On 21-Dec-2010 09:51, Christian Brabandt wrote:
> Hi Ingo!
>
> On Di, 21 Dez 2010, Ingo Karkat wrote:
>
> Yes there is a certain possibility, that you use something like ${1} to
> insert that part literally. But unfortunately, this has to be done. I
> understand that this breaks backwards-compatibility, so this makes only
> sense with a new vim version.
>
>> Since that many capturing groups are rarely used (but I agree, could
>> sometimes be useful), how about just making them available through
>> submatch({nr}), as in:
>> :s/{pat}/\=submatch(99)/
>
> Possible, but I don't like that. Especially if you use many capturing
> groups, I'd like to avoid using string-expressions whenever possible as
> the quoting can get nasty.
I don't think people will write a substitution involving more than 9 capturing
groups on the fly in their daily use, so this feature would be almost
exclusively used by mappings and scripts that are written once and run many
times. That's why I would favor a trade-off that keeps full compatibility and
makes it somewhat harder for plugin authors.
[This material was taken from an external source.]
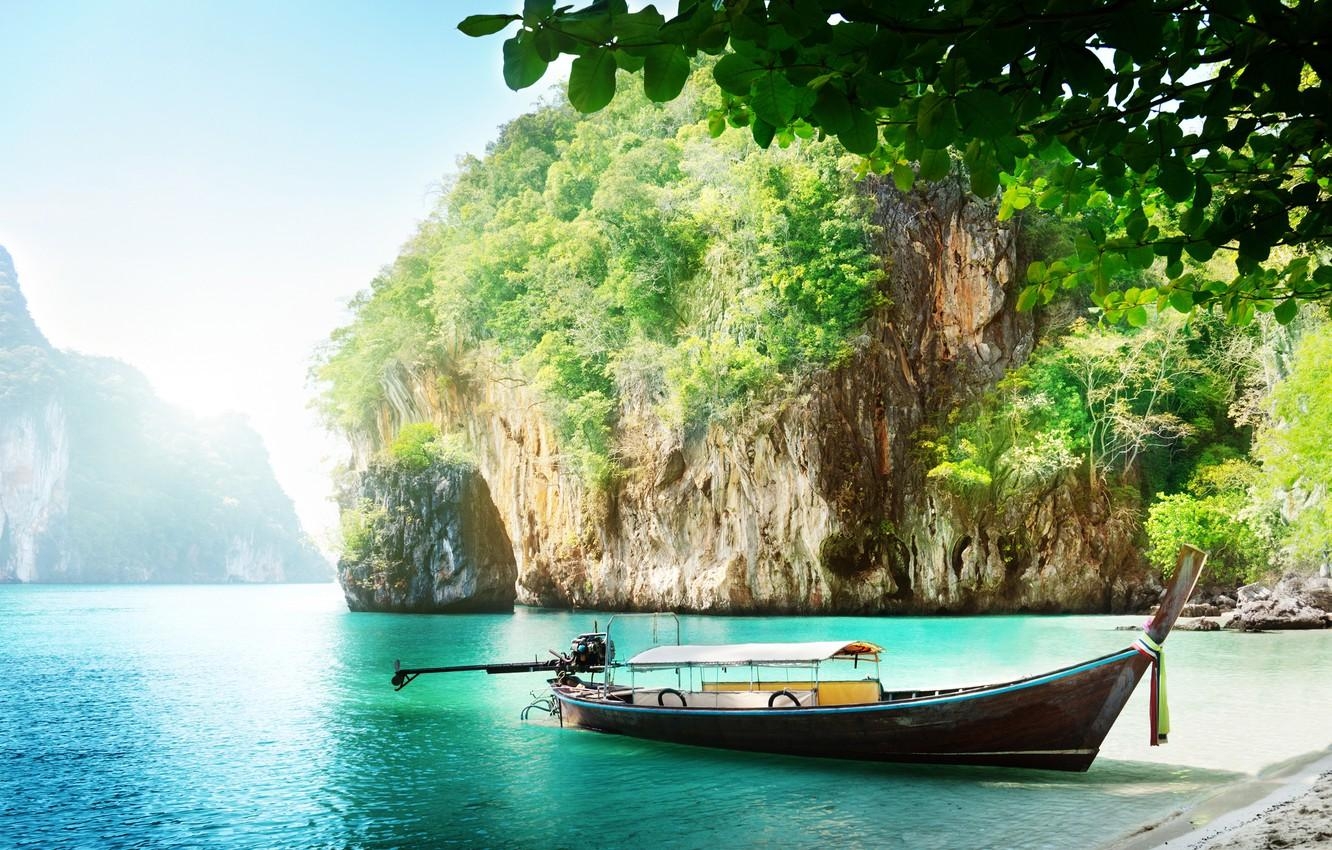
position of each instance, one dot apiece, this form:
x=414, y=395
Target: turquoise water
x=263, y=717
Maybe it would help if you shared your use case with CSV files. (But then, this
could also move the discussion into "wait, you can already do this via ...")
>> This would keep compatibility. Alternatively, couldn't something
>> starting with a backslash be used, for example \{99}?
>
> This might still break backward compatibility. And personally, I like
> the ${1} syntax better (as this is used in Perl for example).
Yes, but Perl also uses the "$" sigil already for variable interpolation in
strings and has corresponding escaping rules; Vim does not.
The help mentions that Vim reserves all unused backslash sequences:
\x where x is any character not mentioned above:
Reserved for future expansion
Let's see what others think of this!